Background: Serum metabolite profiling can be used to identify pathways involved in the pathogenesis of and potential biomarkers for a given disease. Both restless legs syndrome (RLS) and Parkinson`s disease (PD) represent movement disorders for which currently no blood-based biomarkers are available and whose pathogenesis has not been uncovered conclusively. We performed unbiased serum metabolite profiling in search of signature metabolic changes for both diseases.

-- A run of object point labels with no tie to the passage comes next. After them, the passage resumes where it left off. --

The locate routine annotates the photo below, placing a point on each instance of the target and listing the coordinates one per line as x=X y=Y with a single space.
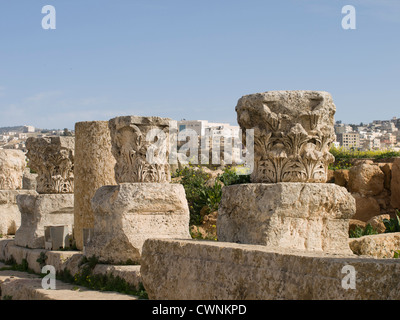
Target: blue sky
x=192 y=59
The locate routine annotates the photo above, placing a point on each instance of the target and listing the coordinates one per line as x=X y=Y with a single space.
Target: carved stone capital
x=293 y=132
x=140 y=146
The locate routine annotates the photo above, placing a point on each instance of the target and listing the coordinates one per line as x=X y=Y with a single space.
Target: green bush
x=359 y=231
x=194 y=181
x=200 y=194
x=343 y=157
x=392 y=224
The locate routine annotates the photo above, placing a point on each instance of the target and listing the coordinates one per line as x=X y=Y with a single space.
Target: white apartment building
x=218 y=134
x=349 y=139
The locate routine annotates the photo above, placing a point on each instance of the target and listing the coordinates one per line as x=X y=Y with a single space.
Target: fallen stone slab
x=40 y=211
x=306 y=216
x=23 y=286
x=131 y=274
x=208 y=270
x=65 y=260
x=129 y=213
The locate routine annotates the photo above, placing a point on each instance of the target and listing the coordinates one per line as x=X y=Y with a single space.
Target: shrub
x=359 y=231
x=230 y=177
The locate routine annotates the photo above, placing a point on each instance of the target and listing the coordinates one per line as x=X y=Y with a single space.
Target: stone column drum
x=12 y=166
x=288 y=204
x=144 y=204
x=293 y=132
x=53 y=160
x=93 y=168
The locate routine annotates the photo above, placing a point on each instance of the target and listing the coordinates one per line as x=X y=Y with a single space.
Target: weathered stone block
x=395 y=184
x=211 y=270
x=293 y=132
x=307 y=216
x=93 y=168
x=342 y=177
x=12 y=165
x=10 y=216
x=378 y=245
x=53 y=160
x=366 y=179
x=40 y=211
x=29 y=180
x=366 y=207
x=128 y=214
x=140 y=146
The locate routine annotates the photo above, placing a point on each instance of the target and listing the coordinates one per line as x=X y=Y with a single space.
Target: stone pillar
x=144 y=204
x=140 y=156
x=293 y=132
x=288 y=204
x=93 y=168
x=12 y=166
x=53 y=160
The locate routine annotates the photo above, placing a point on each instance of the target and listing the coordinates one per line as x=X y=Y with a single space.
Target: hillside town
x=378 y=135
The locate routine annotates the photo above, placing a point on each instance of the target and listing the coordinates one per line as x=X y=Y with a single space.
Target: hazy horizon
x=193 y=60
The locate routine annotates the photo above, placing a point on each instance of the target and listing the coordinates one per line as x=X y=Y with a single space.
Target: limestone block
x=395 y=184
x=366 y=207
x=29 y=180
x=306 y=216
x=293 y=132
x=93 y=168
x=12 y=165
x=128 y=214
x=53 y=160
x=213 y=270
x=140 y=156
x=40 y=211
x=378 y=245
x=10 y=216
x=377 y=222
x=342 y=177
x=130 y=273
x=366 y=179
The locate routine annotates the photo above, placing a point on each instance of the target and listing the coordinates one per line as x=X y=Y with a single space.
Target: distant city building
x=349 y=140
x=342 y=128
x=217 y=134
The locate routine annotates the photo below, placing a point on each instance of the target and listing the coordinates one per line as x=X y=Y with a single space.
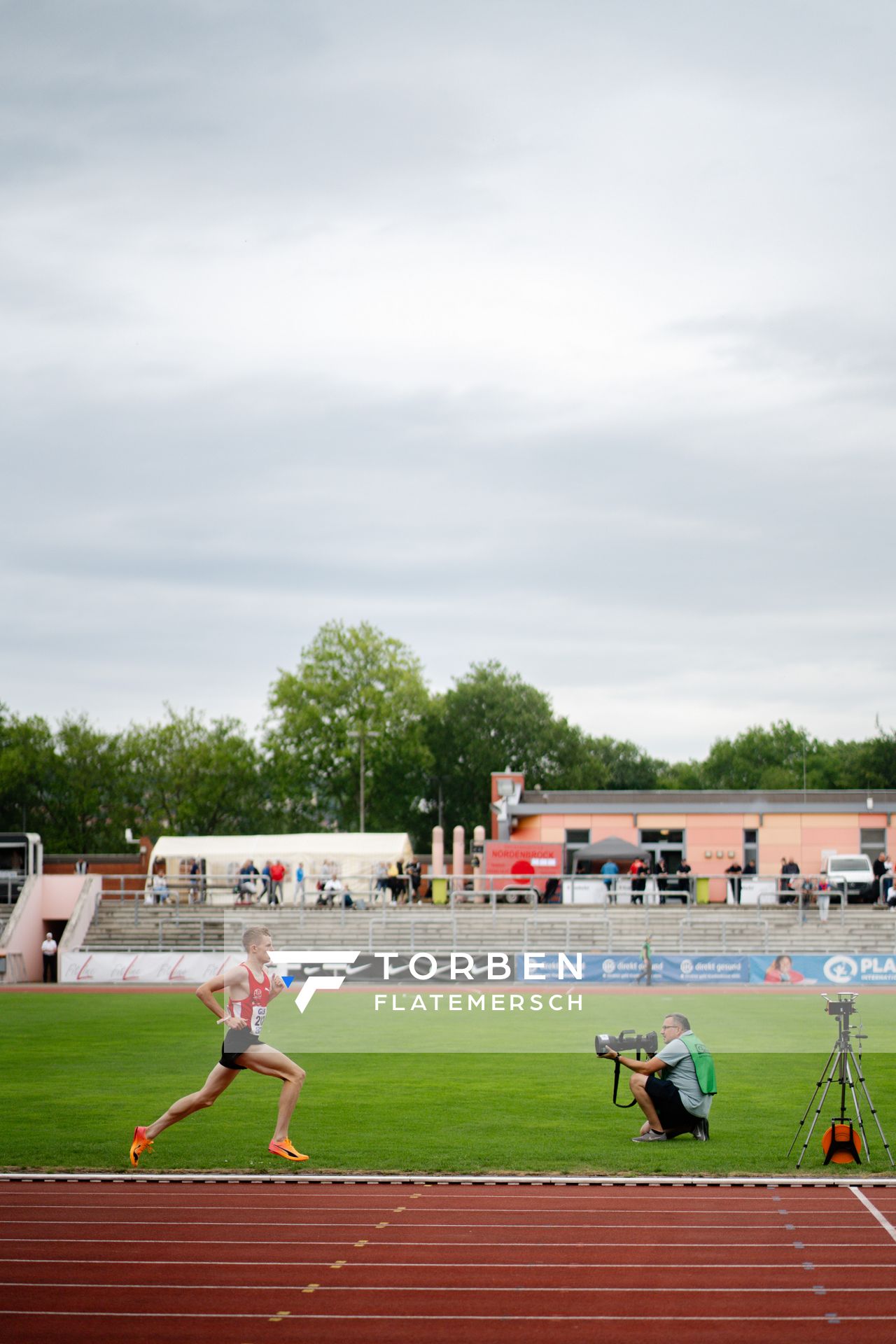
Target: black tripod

Methods: 456 metabolites were quantified in serum samples of 1272 general population controls belonging to the KORA cohort, 82 PD cases and 95 RLS cases by liquid-phase chromatography and gas chromatography separation coupled with tandem mass spectrometry. Genetically determined metabotypes were calculated using genome-wide genotyping data for the 1272 general population controls.
Results: After stringent quality control, we identified decreased levels of long-chain (polyunsaturated) fatty acids of individuals with PD compared to both RLS (PD vs. RLS: p = 0.0001 to 5.80x10-9) and general population controls (PD vs. KORA: p = 6.09x10-5 to 3.45x10-32). In RLS, inositol metabolites were increased specifically (RLS vs. KORA: p = 1.35x10-6 to 3.96x10-7). The impact of dopaminergic drugs was reflected in changes in the phenylalanine/tyrosine/dopamine metabolism observed in both individuals with RLS and PD.
Conclusions: A first discovery approach using serum metabolite profiling in two dopamine-related movement disorders compared to a large general population sample identified significant alterations in the polyunsaturated fatty acid metabolism in PD and implicated the inositol metabolism in RLS. These results provide a starting point for further studies investigating new perspectives on factors involved in the pathogenesis of the two diseases as well as possible points of therapeutic intervention.